By Brian Castrucci
C-suite leaders must be able to see the big picture and to protect their company from whatever outside threats arise—like competition, supply-chain failures, or unpredictable market disruptors. It is time for business leaders and elected officials to add extreme weather to that list.
Any business leader who’s not sure if it belongs there just needs to head out into the summer heat. Extreme heat has come to Main Street, and it’s impacting Wall Street. Think of extreme heat as a rampant sickness that leads to racing hearts, muscle cramps, cold and clammy skin, nausea, vomiting, crippling fatigue, dizziness, headaches, and passing out…a sickness that drains worker productivity and decreases consumer purchasing power. Because it can do that and more.
Yes, it gets hot in August. And yes, there is air-conditioning. But not everywhere. Not outside, where millions of workers toil. How far off is a time when Disney World can’t open due to heat-related risks for outdoor workers and visitors? What happens when construction crews can’t work outside in the summer or labor costs increase because employees need increased breaks during intense heat?
A report last year from the Center for American Progress looked at the effects of extreme heat on the health care system—how very hot days sent people to emergency rooms and hospitals with dehydration, heat stroke, fainting, and other heat-related ailments. It examined insurance-claims data in Virginia, which has about 80 days of “heat events”—extreme temperatures and humidity lasting for a day or more—each summer. Extrapolating the Virginia findings nationwide, the report found that heat events would account for “almost 235,000 emergency department visits and more than 56,000 hospital admissions for heat-related or heat-adjacent illness, adding approximately $1 billion in health care costs each summer.”

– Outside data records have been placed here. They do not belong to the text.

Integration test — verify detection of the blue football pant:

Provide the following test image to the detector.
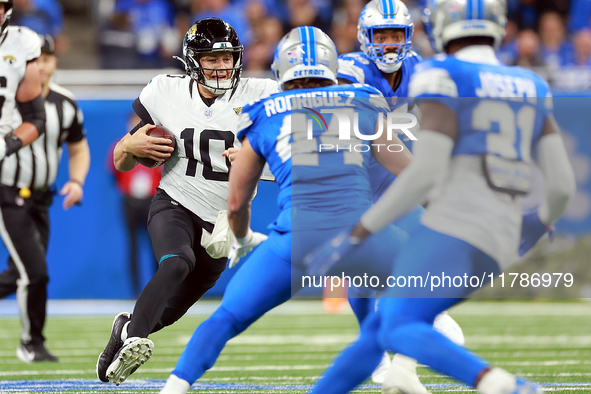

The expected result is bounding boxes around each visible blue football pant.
[347,205,425,326]
[172,227,405,384]
[312,225,498,394]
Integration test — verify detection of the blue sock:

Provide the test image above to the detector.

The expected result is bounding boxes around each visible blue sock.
[172,307,246,384]
[311,313,384,394]
[378,298,488,386]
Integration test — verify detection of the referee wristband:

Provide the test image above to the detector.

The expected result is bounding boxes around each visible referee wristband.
[68,179,84,187]
[4,134,23,156]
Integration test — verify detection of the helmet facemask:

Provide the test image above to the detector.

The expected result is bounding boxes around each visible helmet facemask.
[180,18,244,95]
[358,23,414,74]
[183,43,244,94]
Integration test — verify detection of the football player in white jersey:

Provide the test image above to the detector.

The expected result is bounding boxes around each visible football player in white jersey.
[97,18,277,384]
[0,0,57,363]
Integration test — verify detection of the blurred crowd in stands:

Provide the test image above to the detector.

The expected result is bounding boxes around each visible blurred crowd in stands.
[12,0,591,90]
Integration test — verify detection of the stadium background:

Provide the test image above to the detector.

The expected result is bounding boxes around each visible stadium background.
[0,0,591,299]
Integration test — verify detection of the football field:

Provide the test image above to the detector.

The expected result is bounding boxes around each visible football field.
[0,300,591,393]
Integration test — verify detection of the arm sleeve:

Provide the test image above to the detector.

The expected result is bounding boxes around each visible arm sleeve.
[408,63,459,111]
[361,130,454,233]
[66,97,86,142]
[19,26,41,62]
[534,133,576,225]
[132,75,165,124]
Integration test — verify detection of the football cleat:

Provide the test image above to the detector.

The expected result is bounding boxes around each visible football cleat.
[512,378,545,394]
[160,375,191,394]
[96,312,131,383]
[382,353,430,394]
[16,342,58,364]
[107,337,154,386]
[476,367,544,394]
[371,352,392,384]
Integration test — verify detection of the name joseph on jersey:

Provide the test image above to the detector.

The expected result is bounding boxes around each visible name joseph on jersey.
[475,71,538,104]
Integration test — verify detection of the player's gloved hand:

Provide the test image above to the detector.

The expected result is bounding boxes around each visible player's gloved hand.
[304,230,361,276]
[228,229,269,268]
[519,209,554,257]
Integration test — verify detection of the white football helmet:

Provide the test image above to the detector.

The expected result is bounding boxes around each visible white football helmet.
[423,0,507,52]
[357,0,415,74]
[271,26,339,90]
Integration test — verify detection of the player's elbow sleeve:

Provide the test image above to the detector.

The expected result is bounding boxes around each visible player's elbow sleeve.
[536,133,577,224]
[17,94,47,135]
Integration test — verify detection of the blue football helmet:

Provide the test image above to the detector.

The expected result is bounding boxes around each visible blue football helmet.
[271,26,339,90]
[423,0,507,52]
[357,0,415,73]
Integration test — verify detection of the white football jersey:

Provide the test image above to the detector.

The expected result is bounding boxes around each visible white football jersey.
[134,75,277,223]
[0,26,41,137]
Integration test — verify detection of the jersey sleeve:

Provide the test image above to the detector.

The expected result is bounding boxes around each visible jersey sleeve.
[133,75,165,124]
[408,63,459,110]
[238,101,265,158]
[337,55,365,83]
[260,79,279,98]
[19,26,41,62]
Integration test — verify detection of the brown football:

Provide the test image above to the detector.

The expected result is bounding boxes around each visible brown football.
[135,125,176,168]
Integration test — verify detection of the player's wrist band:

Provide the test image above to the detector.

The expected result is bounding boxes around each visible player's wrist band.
[69,178,84,187]
[4,134,23,156]
[236,228,254,245]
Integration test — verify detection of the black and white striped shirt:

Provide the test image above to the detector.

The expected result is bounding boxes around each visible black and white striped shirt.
[0,82,86,190]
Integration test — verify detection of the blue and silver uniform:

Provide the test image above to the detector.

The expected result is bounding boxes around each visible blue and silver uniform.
[238,85,388,232]
[312,46,552,394]
[410,47,552,266]
[337,52,423,201]
[172,85,406,383]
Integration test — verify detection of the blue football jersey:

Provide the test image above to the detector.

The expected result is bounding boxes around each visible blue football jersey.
[337,51,423,201]
[238,84,389,232]
[410,55,552,161]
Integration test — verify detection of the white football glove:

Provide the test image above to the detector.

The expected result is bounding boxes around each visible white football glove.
[228,229,269,268]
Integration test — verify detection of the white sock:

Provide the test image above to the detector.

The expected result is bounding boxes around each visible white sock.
[433,312,464,346]
[160,375,191,394]
[476,368,517,394]
[121,321,131,342]
[392,353,417,374]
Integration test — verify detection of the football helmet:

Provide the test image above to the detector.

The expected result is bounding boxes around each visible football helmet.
[357,0,415,74]
[181,18,244,94]
[271,26,338,90]
[423,0,507,52]
[0,0,13,35]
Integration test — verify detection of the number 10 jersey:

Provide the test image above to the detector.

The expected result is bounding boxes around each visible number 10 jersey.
[133,75,277,223]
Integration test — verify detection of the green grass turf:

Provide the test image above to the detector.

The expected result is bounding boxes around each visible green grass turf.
[0,301,591,393]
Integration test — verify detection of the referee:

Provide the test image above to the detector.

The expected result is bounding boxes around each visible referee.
[0,36,90,363]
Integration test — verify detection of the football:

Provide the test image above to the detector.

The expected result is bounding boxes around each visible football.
[135,125,176,168]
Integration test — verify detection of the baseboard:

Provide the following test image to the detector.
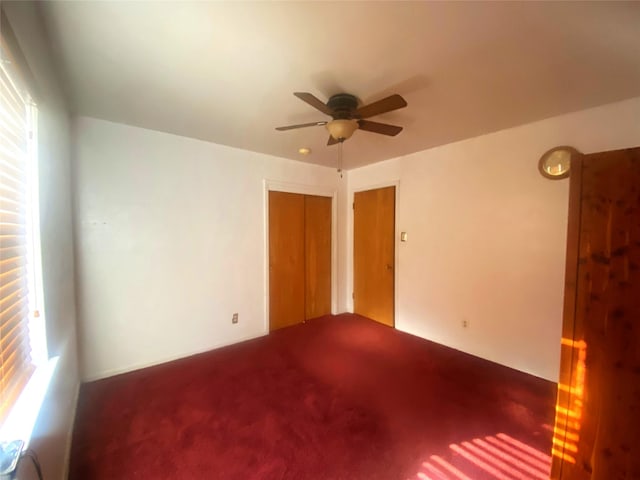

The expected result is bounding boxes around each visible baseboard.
[82,332,269,382]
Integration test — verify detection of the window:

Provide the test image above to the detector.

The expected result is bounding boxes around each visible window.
[0,11,47,422]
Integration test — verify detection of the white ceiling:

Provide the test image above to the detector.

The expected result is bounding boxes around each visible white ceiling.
[43,1,640,168]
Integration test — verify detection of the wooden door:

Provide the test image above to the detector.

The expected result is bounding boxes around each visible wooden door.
[269,191,305,330]
[269,191,332,330]
[304,195,331,320]
[353,187,396,327]
[551,149,640,480]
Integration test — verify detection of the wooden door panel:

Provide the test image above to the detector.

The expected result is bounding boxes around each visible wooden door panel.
[304,195,331,320]
[269,191,305,330]
[552,149,640,480]
[353,187,395,326]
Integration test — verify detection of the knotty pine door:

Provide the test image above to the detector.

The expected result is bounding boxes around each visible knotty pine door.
[353,187,396,327]
[551,148,640,480]
[269,191,331,331]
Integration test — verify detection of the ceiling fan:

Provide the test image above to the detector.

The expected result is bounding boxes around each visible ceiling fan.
[276,92,407,145]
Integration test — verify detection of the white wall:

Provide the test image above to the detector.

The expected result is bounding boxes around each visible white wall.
[74,117,346,379]
[3,3,79,480]
[343,98,640,381]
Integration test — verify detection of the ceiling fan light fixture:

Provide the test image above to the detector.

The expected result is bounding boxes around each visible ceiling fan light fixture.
[326,119,358,142]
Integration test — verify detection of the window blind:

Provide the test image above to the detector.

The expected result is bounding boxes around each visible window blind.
[0,31,34,419]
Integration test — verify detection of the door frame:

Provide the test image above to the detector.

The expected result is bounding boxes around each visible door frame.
[347,180,400,329]
[262,179,338,335]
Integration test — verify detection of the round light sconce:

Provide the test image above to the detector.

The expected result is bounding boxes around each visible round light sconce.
[538,146,580,180]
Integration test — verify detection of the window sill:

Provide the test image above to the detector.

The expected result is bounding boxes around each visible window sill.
[0,357,60,448]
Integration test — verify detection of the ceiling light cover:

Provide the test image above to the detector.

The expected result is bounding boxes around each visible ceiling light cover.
[327,119,358,141]
[538,146,580,180]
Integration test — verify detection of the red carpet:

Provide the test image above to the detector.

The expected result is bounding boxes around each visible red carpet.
[69,315,556,480]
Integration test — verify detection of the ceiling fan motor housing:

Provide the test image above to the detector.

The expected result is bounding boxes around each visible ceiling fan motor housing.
[327,93,358,120]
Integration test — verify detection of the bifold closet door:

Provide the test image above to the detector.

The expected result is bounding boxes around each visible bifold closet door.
[269,191,305,330]
[269,191,332,331]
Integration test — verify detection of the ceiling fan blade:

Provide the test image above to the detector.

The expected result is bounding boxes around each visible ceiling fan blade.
[356,94,407,118]
[276,122,327,132]
[358,120,402,137]
[293,92,333,115]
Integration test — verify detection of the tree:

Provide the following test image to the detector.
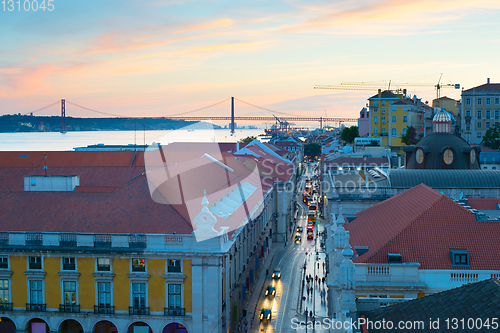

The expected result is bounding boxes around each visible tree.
[304,143,321,157]
[340,126,359,143]
[238,136,257,143]
[481,124,500,150]
[401,126,419,145]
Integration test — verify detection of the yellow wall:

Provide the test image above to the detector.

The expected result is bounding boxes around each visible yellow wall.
[113,258,130,311]
[182,260,191,312]
[77,258,97,310]
[43,257,61,309]
[148,259,166,311]
[9,256,28,308]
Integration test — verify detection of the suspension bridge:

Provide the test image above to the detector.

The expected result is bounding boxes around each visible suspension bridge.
[16,97,357,133]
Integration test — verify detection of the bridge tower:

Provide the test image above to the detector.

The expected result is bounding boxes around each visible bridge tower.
[231,97,234,134]
[61,99,66,133]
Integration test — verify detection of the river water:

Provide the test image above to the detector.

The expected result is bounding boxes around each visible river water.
[0,129,264,151]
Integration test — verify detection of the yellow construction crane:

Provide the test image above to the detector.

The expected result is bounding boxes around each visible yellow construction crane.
[314,73,460,98]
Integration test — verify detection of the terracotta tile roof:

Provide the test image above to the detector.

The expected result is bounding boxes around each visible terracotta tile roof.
[345,184,500,270]
[463,83,500,92]
[325,156,389,167]
[467,198,500,210]
[362,279,500,333]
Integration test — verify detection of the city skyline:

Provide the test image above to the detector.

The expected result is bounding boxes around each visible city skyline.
[0,0,500,117]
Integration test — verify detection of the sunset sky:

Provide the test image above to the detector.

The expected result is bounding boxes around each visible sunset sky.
[0,0,500,122]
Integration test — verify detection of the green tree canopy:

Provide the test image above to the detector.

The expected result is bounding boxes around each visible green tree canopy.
[481,124,500,150]
[304,143,321,157]
[238,136,257,143]
[340,126,359,143]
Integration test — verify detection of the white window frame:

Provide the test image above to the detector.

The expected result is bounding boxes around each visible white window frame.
[165,258,184,274]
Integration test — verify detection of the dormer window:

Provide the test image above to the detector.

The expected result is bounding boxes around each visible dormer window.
[450,249,470,267]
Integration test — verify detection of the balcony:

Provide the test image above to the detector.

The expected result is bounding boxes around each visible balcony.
[356,263,420,286]
[59,304,80,313]
[94,304,115,314]
[128,306,149,316]
[26,303,47,312]
[164,308,186,317]
[0,303,12,311]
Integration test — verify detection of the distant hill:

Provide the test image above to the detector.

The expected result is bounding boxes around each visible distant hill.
[0,115,218,133]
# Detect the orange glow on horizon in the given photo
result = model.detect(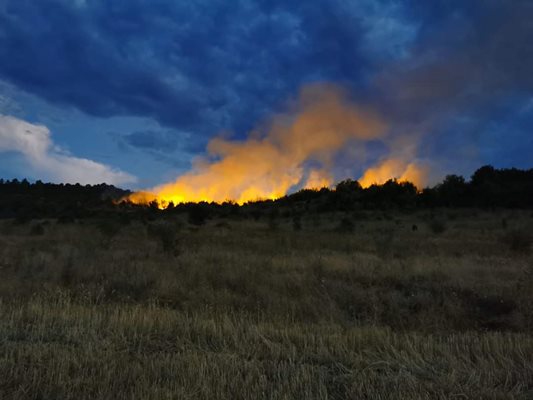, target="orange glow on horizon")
[126,84,425,208]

Those are just the immediate, day-to-day effects. Any tally of climate-related health costs also must include respiratory illnesses from the smoke and soot of wildfires, a surging risk in many parts of our hotter planet. Ask anyone in the nine western states now battling this year’s bumper crop of wildfires about that. Or those of us in the East—or anywhere, really—who have nowhere to run from the haze.
Health care is just one sector affected by extreme heat. Extreme heat also has disrupted travel and tourism industries, contributed to declining food availability and increasing prices, and destabilized power grids struggling to keep us with demand.
The raging wildfires and hurricanes, rising ocean levels and temperatures, and vanishing species may all seem well beyond the scope of any one business or executive. While no business leader can immediately stop extreme weather, they can protect their employees and adapt to heat-related health risks by building climate resilience into every business plan.
I’m a member of the National Commission on Climate and Workforce Health, which seeks to draw attention to this urgent challenge. We know the scale of the problem is huge, and yet we see too little action to match the danger. An estimated 65 million people—almost half the U.S. workforce—face climate-related health risks on the job. But according to a survey by PricewaterhouseCoopers, only 17% of CEOs have implemented strategies to protect their employees.
The Biden Administration took a good step last month to point employers in the right direction, proposing new safety rules that would require employers to monitor workers and give them water and rest breaks when the heat index reaches 80 degrees or higher.
But business leaders don’t have to wait to protect their workers. Here are some sensible things they can do without a federal mandate:
1. Learn about what makes a workplace dangerously hot. Jobs and working conditions vary widely, and the risks aren’t always obvious just from looking at a thermometer. The Occupational Safety and Health Administration has lots of information on how to assess and reduce heat hazards.
2. Take practical scheduling steps to make every job safer. Allow more frequent and longer breaks. If possible, start shifts earlier or later in the day.
3. Make sure workers—especially new ones—have what they need to protect themselves: lightweight clothing as uniforms or the company dress code, ready access to shade, and plenty of water and cool energy drinks to stay hydrated.
4. Seek training for executives and employees to understand the signs and symptoms of heat-related stress and illness, and how to give first aid.
Business executives often use nature metaphors to describe the abstract forces that alter markets and economies, likening them to rattling earthquakes and crashing tidal waves or lightning shocks. With climate change, much of the danger is literally from the sun overhead and the heat all around us. The question is not whether CEOs are going to feel the heat of climate change, but when, and how soon they will be motivated to take action to address it.